14 March 2023
The so-called ‘Voice to Parliament’ is a proposal for a race-based advisory body established via a referendum to amend Australia’s Constitution. We have only just commenced this corrosive process and already, we are seeing more questions than answers.
I oppose the Voice as a matter of principle. It is a cynical attempt to divide Australians by race and distract them from those contemporary issues which the government would otherwise be defending like the cost of living, inflation, and mortgage stress.
That said, one of the key issues being whispered around the dinner tables and front bars of our country, involves the question of who will qualify as a representative of the Voice and on what terms? To put it more bluntly, who will be deemed an Aboriginal or Torres Strait Islander? It appears to be a question that politics is too afraid to ask but is as critical an issue as any associated with this frolic.
During the last round of Senate estimates, I asked the Attorney General’s Department that very question, and the responses were underwhelming to say the least. After some bureaucratic fumbling, I was directed to the three-part test which has been used to determine Aboriginality since the Mabo High Court decision of 1992. I explained that I was familiar with the test, which has three criteria: descent or lineage, self-identification, and acceptance by the local Indigenous community. However, what I wanted the department to explain was how descent is established. In other words, how does one prove that they are Indigenous for the purposes of the ‘Voice,’ or any legal matter (for example, government grants)?
One would think this a simple question for a government seeking to establish a Constitutionally enshrined advisory board on Indigenous matters but, just as the Department of Health couldn’t tell me what a woman is, the Attorney General’s Department couldn’t seem to tell me how Indigenous people are identified, so I pressed the issue. Is one considered Indigenous if they have one grandparent, or one great, great, great grandparent, who was Indigenous?
Predictably, I was informed that this line of questioning was ‘not appropriate’, and the Labor minister at the table called my line of questioning ‘borderline racist’. I wonder if the minister views all Australians who are concerned about the lack of transparency regarding the Voice to Parliament in this way. It’s unfortunate that name-calling, guilt-tripping, and accusing opponents of various ‘isms’ and ‘phobias’ is all they have, given their lack of clear answers.
Furthermore, when I asked whether the department was concerned about people falsely identifying as indigenous, I was informed that this question was too ‘hypothetical’.
One would think that getting this simple matter bolted down would be a top priority for the Labor government, but this is not the case. The reason is simple: the ‘Voice’ is not about helping Indigenous Australians, but about further expanding the bureaucratic class, trashing our heritage, and exacerbating the victimhood mindset that the left uses to make people dependants.
We can expect more name-calling as the debate goes on. Such accusations are a cudgel that the left have been able to wield for too long. We must stop being afraid of being called names. If an opponent resorts to such actions, you know you are winning.
Meanwhile, details about the ‘Voice,’ such as who will qualify, how candidates will be selected remain opaque. Surely the millions of dollars the ‘Voice’ referendum will cost taxpayers could be used in a more beneficial way.

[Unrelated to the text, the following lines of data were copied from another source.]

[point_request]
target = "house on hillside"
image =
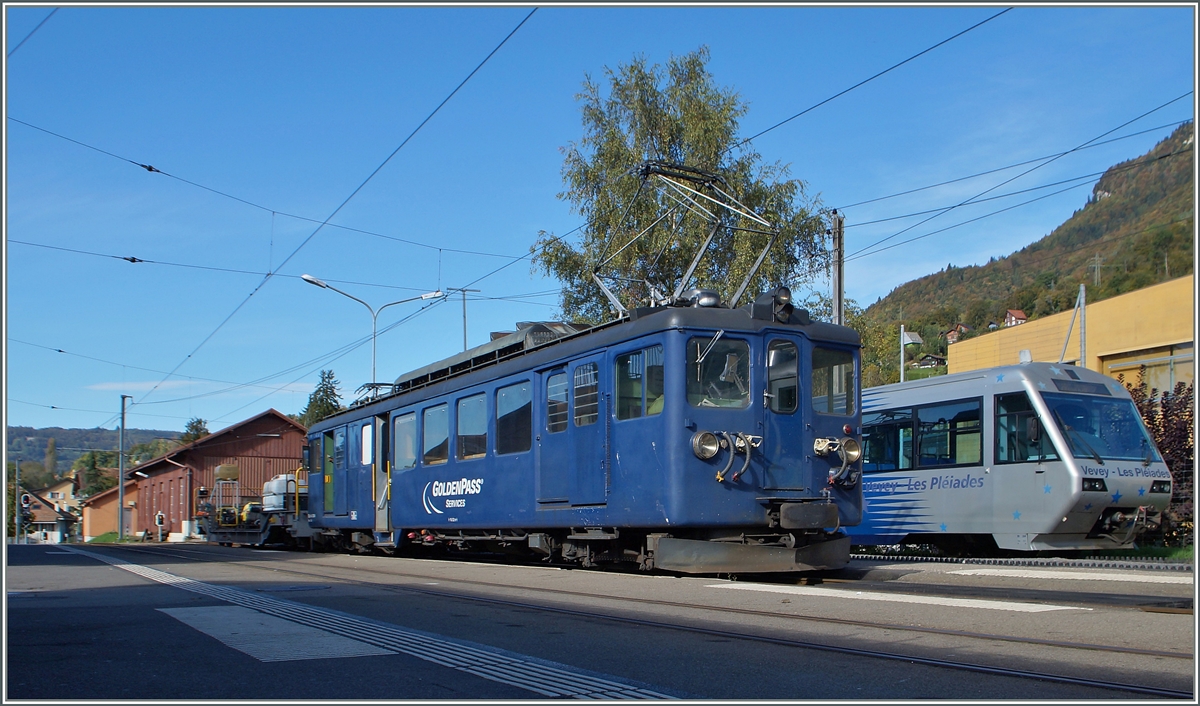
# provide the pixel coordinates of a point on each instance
(930, 360)
(100, 512)
(64, 495)
(955, 333)
(261, 447)
(1014, 317)
(49, 525)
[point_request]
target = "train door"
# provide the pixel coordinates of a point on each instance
(553, 448)
(573, 460)
(382, 474)
(786, 440)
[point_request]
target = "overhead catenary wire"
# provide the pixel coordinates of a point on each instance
(947, 183)
(865, 81)
(346, 201)
(259, 207)
(31, 33)
(863, 250)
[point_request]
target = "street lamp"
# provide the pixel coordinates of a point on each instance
(375, 312)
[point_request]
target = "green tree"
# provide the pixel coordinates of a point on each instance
(96, 468)
(195, 429)
(678, 115)
(1170, 419)
(323, 401)
(52, 458)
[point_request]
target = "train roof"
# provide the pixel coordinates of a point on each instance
(1051, 376)
(543, 342)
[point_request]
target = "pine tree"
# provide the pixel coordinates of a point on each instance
(323, 401)
(675, 114)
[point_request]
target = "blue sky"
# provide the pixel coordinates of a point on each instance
(292, 108)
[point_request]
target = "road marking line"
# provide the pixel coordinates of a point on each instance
(899, 598)
(1078, 575)
(545, 677)
(268, 638)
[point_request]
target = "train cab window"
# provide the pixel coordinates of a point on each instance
(887, 441)
(629, 386)
(640, 383)
(949, 434)
(781, 376)
(436, 437)
(366, 443)
(718, 372)
(1019, 435)
(472, 426)
(340, 448)
(833, 382)
(557, 413)
(587, 394)
(514, 418)
(405, 441)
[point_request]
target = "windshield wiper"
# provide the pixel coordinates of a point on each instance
(1079, 436)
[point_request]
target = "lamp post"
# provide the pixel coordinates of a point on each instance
(375, 312)
(120, 473)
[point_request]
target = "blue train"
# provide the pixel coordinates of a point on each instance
(690, 437)
(1035, 456)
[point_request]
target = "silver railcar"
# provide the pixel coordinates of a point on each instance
(1031, 456)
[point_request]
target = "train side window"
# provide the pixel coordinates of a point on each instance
(557, 413)
(833, 382)
(781, 376)
(366, 437)
(655, 388)
(629, 374)
(405, 440)
(949, 434)
(436, 436)
(514, 418)
(340, 448)
(1013, 442)
(887, 441)
(587, 394)
(473, 426)
(718, 372)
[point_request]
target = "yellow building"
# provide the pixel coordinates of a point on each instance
(1152, 327)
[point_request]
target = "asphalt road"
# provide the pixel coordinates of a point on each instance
(172, 622)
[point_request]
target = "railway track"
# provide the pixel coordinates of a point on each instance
(592, 612)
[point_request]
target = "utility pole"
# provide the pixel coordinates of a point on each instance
(120, 473)
(463, 312)
(17, 510)
(839, 259)
(1083, 325)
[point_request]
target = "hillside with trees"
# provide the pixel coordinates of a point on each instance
(1134, 231)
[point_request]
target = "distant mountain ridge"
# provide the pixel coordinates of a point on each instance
(29, 443)
(1134, 231)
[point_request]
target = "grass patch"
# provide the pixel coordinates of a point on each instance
(109, 538)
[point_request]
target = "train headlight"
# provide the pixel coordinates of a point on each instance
(705, 444)
(850, 450)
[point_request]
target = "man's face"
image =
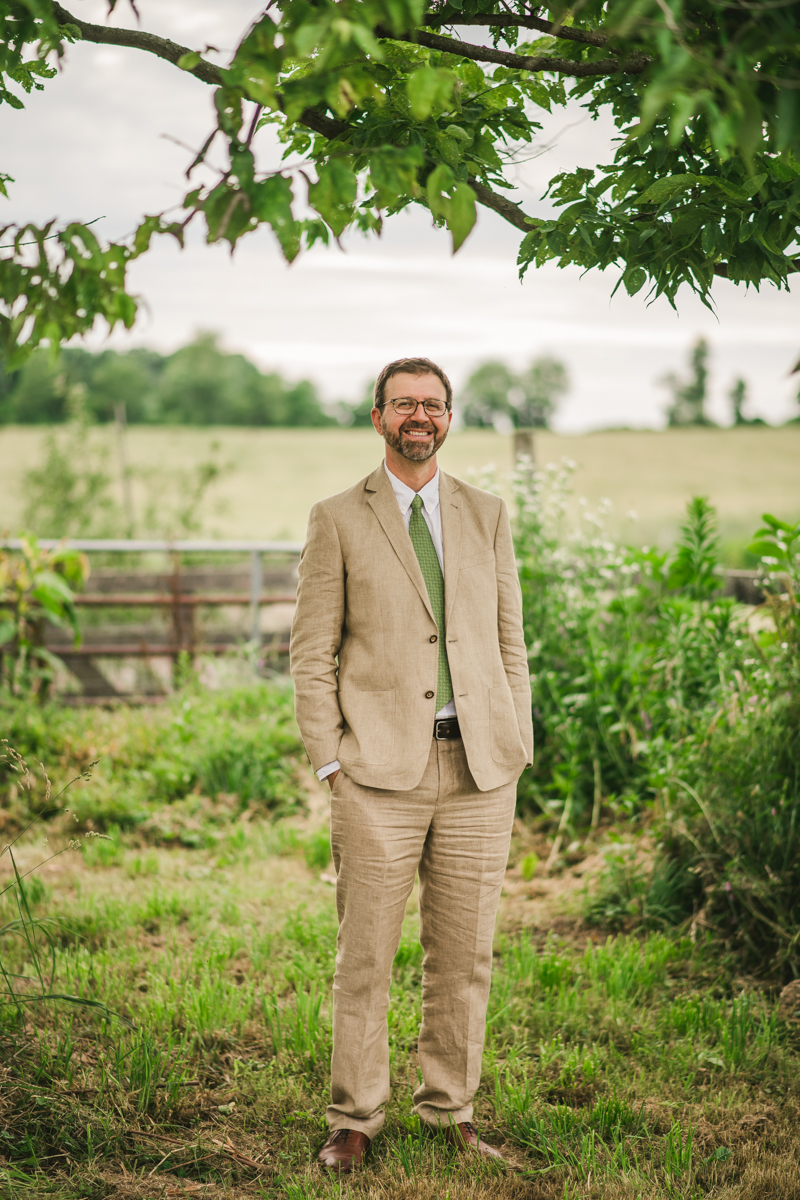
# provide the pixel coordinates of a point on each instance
(416, 437)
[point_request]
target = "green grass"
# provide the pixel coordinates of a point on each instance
(277, 474)
(614, 1067)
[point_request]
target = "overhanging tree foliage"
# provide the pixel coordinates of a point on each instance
(384, 103)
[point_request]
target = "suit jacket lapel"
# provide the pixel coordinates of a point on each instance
(451, 537)
(384, 504)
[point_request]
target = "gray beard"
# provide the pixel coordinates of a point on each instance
(407, 447)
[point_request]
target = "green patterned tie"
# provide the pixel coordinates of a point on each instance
(428, 559)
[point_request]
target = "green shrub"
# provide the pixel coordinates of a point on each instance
(625, 648)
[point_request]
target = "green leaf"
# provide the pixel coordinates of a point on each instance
(188, 61)
(334, 193)
(709, 239)
(666, 189)
(439, 180)
(462, 215)
(635, 280)
(426, 89)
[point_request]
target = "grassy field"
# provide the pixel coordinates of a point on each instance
(277, 474)
(615, 1068)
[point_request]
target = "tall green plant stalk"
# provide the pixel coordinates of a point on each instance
(37, 934)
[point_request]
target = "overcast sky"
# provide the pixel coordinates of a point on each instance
(109, 138)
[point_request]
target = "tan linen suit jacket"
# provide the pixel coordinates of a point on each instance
(361, 600)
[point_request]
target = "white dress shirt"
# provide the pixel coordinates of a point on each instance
(432, 514)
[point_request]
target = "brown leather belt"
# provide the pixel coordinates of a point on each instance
(446, 729)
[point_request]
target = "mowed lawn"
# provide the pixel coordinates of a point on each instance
(275, 475)
(615, 1068)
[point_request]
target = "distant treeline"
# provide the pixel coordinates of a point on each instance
(199, 384)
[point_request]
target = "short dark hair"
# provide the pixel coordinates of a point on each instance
(410, 366)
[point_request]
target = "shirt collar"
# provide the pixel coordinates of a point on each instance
(404, 495)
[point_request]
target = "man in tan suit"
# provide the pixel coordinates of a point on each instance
(413, 699)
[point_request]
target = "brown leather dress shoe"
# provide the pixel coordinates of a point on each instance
(464, 1137)
(343, 1150)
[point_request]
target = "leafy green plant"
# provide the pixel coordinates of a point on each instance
(728, 789)
(38, 935)
(625, 648)
(36, 586)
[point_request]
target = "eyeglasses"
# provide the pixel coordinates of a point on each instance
(407, 407)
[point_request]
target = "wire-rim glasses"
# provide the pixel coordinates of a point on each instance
(407, 407)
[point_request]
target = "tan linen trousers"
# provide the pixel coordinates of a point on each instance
(458, 839)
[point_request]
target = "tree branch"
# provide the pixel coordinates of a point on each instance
(635, 65)
(501, 205)
(330, 127)
(206, 72)
(565, 33)
(139, 40)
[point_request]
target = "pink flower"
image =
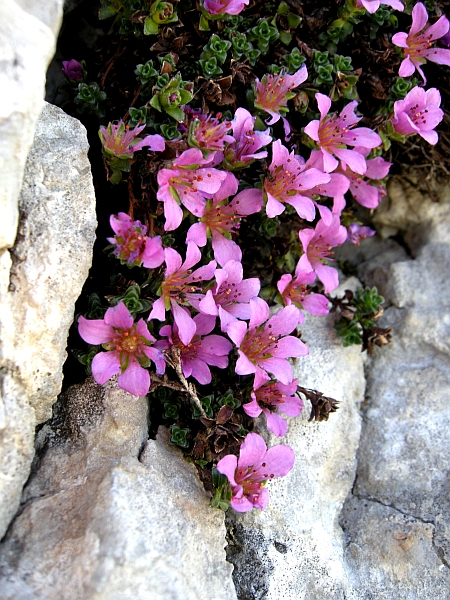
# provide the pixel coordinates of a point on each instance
(122, 142)
(230, 297)
(373, 5)
(177, 288)
(265, 345)
(220, 219)
(245, 150)
(295, 291)
(185, 183)
(202, 350)
(248, 474)
(332, 133)
(128, 346)
(272, 398)
(367, 190)
(274, 91)
(358, 232)
(220, 7)
(419, 112)
(132, 245)
(417, 45)
(73, 70)
(335, 188)
(317, 247)
(209, 134)
(288, 178)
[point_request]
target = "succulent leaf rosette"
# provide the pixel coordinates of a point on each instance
(161, 13)
(171, 97)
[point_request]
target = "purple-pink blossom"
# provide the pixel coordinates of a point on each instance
(419, 112)
(333, 133)
(122, 142)
(417, 45)
(128, 346)
(288, 178)
(186, 182)
(220, 219)
(273, 92)
(318, 247)
(221, 7)
(295, 291)
(271, 398)
(132, 246)
(73, 70)
(202, 351)
(357, 232)
(367, 190)
(229, 298)
(264, 346)
(373, 5)
(248, 474)
(248, 143)
(178, 286)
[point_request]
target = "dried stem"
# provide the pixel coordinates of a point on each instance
(174, 360)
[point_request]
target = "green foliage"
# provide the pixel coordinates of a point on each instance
(293, 61)
(171, 410)
(132, 300)
(86, 358)
(179, 436)
(210, 67)
(139, 116)
(95, 308)
(90, 99)
(212, 404)
(222, 491)
(217, 48)
(349, 331)
(264, 33)
(400, 87)
(268, 227)
(381, 18)
(161, 13)
(170, 131)
(359, 312)
(146, 73)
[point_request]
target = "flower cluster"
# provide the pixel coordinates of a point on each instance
(203, 316)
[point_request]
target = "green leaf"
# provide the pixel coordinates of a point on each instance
(204, 23)
(105, 12)
(294, 20)
(283, 9)
(116, 177)
(176, 113)
(150, 27)
(285, 37)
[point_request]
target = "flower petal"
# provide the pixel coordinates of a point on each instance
(119, 317)
(135, 379)
(95, 331)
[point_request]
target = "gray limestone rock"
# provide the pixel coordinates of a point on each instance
(294, 549)
(109, 515)
(40, 279)
(402, 483)
(28, 31)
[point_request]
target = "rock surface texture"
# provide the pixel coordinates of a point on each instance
(28, 31)
(109, 515)
(41, 278)
(390, 537)
(397, 520)
(294, 549)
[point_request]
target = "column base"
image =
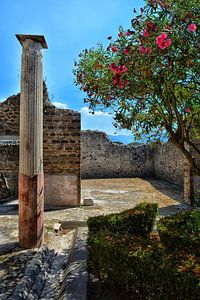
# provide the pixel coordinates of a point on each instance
(62, 190)
(31, 210)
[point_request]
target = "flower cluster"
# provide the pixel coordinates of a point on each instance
(117, 79)
(163, 41)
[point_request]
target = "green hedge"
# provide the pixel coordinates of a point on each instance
(181, 231)
(145, 268)
(138, 220)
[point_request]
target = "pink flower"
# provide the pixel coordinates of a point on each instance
(162, 41)
(128, 33)
(125, 51)
(145, 50)
(145, 33)
(192, 27)
(114, 48)
(188, 110)
(118, 69)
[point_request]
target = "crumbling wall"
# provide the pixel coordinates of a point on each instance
(101, 158)
(61, 150)
(9, 165)
(169, 163)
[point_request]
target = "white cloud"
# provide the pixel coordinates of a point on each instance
(85, 110)
(60, 105)
(102, 121)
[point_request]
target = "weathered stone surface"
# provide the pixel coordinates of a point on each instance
(169, 163)
(88, 201)
(100, 158)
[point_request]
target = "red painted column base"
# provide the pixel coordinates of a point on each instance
(31, 210)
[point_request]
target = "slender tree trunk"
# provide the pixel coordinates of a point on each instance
(188, 179)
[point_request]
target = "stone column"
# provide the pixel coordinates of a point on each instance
(31, 177)
(188, 179)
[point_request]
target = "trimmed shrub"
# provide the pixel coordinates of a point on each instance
(138, 220)
(148, 269)
(181, 231)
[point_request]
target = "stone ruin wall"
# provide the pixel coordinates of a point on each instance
(101, 158)
(61, 151)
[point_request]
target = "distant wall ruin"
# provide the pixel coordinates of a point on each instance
(61, 151)
(101, 158)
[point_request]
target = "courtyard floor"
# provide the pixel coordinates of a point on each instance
(110, 195)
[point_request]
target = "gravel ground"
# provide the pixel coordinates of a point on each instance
(110, 195)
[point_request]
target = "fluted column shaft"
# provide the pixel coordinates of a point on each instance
(31, 177)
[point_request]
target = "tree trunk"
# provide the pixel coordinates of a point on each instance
(188, 179)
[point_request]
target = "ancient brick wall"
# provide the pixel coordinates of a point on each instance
(169, 163)
(101, 158)
(9, 165)
(61, 147)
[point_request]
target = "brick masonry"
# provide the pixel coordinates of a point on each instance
(61, 148)
(100, 158)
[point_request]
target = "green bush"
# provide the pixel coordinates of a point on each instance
(145, 268)
(138, 220)
(181, 231)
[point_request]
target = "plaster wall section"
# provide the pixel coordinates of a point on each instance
(61, 150)
(9, 168)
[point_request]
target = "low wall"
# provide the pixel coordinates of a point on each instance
(61, 135)
(169, 163)
(101, 158)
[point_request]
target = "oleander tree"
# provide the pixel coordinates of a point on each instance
(149, 76)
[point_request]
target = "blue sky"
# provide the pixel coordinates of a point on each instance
(69, 26)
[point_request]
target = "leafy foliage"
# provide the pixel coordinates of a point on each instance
(150, 269)
(149, 76)
(138, 220)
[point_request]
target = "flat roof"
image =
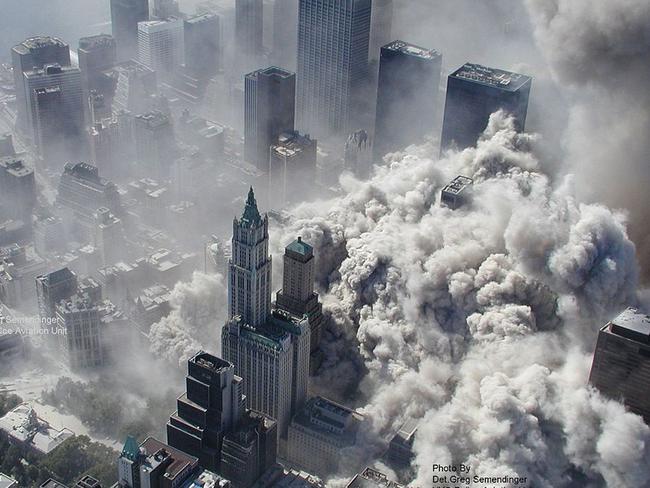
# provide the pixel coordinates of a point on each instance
(411, 49)
(458, 184)
(632, 324)
(494, 77)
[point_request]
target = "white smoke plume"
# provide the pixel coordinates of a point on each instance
(199, 309)
(479, 322)
(598, 52)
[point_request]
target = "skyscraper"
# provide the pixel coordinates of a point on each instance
(285, 33)
(292, 159)
(160, 45)
(96, 55)
(125, 15)
(407, 95)
(163, 9)
(52, 288)
(621, 365)
(270, 349)
(269, 110)
(154, 144)
(212, 406)
(333, 39)
(55, 112)
(31, 54)
(249, 287)
(249, 28)
(202, 45)
(297, 295)
(474, 92)
(381, 26)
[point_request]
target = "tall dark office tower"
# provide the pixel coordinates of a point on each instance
(249, 28)
(270, 349)
(621, 365)
(162, 9)
(212, 406)
(297, 295)
(125, 15)
(474, 92)
(285, 33)
(250, 450)
(202, 45)
(52, 288)
(333, 38)
(56, 111)
(407, 96)
(269, 110)
(249, 288)
(34, 53)
(96, 54)
(381, 26)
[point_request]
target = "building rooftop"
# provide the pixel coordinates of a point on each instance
(15, 166)
(7, 482)
(210, 362)
(329, 419)
(412, 50)
(38, 42)
(23, 424)
(632, 324)
(181, 463)
(273, 71)
(504, 80)
(96, 42)
(458, 184)
(371, 478)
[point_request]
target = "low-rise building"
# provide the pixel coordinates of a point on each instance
(320, 435)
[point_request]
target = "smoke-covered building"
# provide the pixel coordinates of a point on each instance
(333, 40)
(321, 435)
(55, 112)
(31, 54)
(407, 96)
(269, 111)
(292, 169)
(270, 349)
(154, 144)
(125, 16)
(53, 287)
(96, 54)
(81, 346)
(17, 189)
(202, 45)
(474, 92)
(297, 295)
(82, 191)
(160, 45)
(621, 364)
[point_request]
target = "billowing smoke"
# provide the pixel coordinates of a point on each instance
(199, 310)
(479, 322)
(599, 53)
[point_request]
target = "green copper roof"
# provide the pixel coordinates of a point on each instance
(251, 215)
(300, 247)
(131, 449)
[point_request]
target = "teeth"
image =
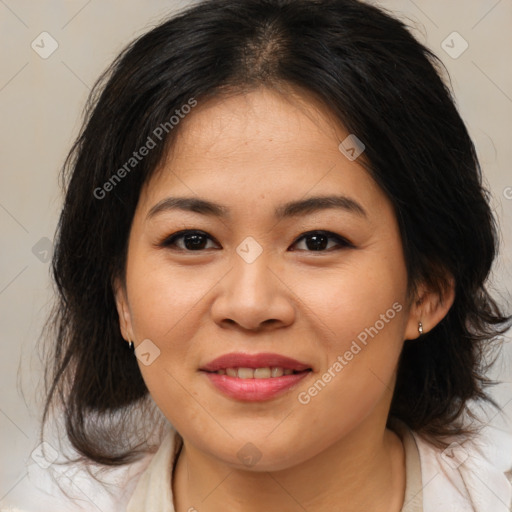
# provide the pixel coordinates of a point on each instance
(255, 373)
(277, 372)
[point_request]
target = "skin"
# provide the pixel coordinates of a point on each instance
(252, 153)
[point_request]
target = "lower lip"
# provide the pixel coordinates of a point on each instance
(254, 390)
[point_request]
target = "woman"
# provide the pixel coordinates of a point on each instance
(275, 231)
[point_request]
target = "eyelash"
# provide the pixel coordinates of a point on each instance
(169, 241)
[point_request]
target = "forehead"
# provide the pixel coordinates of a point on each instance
(241, 148)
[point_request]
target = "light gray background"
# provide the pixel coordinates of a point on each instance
(41, 101)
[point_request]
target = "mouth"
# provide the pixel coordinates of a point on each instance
(257, 377)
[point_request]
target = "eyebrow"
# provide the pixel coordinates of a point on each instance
(287, 210)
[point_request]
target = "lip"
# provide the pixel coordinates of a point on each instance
(254, 390)
(261, 360)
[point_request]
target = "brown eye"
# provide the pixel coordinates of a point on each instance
(188, 240)
(319, 240)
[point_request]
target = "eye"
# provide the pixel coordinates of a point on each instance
(319, 240)
(192, 240)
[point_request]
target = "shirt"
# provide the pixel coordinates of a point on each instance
(154, 494)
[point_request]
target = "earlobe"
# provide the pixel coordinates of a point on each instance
(123, 310)
(429, 309)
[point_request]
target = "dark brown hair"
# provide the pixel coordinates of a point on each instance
(382, 85)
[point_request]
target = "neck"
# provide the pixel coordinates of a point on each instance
(363, 471)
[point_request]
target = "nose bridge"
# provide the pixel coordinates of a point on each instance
(251, 293)
(251, 273)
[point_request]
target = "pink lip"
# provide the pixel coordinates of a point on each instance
(262, 360)
(253, 390)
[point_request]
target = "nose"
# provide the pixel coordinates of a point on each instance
(254, 297)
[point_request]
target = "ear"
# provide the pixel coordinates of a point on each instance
(123, 310)
(429, 307)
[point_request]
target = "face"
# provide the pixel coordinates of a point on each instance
(310, 292)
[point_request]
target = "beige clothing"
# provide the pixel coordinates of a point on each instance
(153, 491)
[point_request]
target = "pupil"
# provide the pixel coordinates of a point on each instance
(320, 242)
(194, 241)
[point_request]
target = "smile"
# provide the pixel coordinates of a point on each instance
(254, 377)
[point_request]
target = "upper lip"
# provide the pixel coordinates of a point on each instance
(262, 360)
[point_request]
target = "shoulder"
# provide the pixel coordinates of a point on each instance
(469, 474)
(72, 488)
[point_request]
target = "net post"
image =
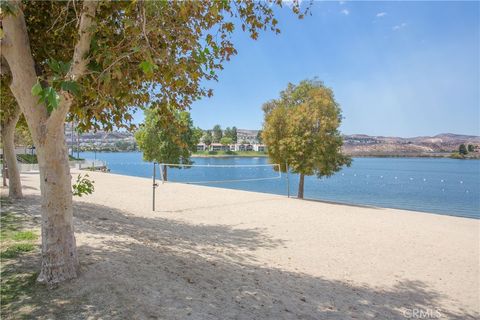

Fundamentally, the details of the ‘Voice’ are not the issue. Australia is already too divided along the lines of race due to the woke takeover of our bureaucracies, especially our education system, and the media. White children are taught to be ashamed of their heritage, and Indigenous children are taught that they are being held back by ‘systemic racism’. The fundamental assumption behind the ‘Voice’ is that Indigenous people don’t have a say in our political system – a claim that is blatantly untrue.
We do not need more racial division or welfare state solutions in Australia; we need unity, appreciation of our heritage, and practical solutions. As my colleague Senator Jacinta Nampijinpa Price has said, ‘We don’t need a voice, we need ears.’ Never mind an Indigenous ‘Voice to Parliament’, Senator Nampijinpa Price is an Indigenous voice in Parliament. Of course, her approach to Indigenous issues is not well received by Labor and the Greens. If they and the bureaucrats in Canberra listened to her voice, they wouldn’t get to feel good about themselves for doing nothing except unnecessarily altering our Constitution to create more jobs for bureaucrats in Canberra.
Identity politics and victim culture, two tools in the so-called progressive playbook for gaining and maintaining control, are tearing this country apart. Australians should not be divided by their race. The politics of sentimentality must come to an end. If the government can’t even tell us how Aboriginality is defined for legal purposes, why are we even discussing the ‘Voice to Parliament’? Simply put, if Labor were interested in helping aboriginal people, they’d do that, rather than wasting our time and money over the ‘Voice.’
Saying no to the Voice doesn’t make you a racist. Australians will not be bullied.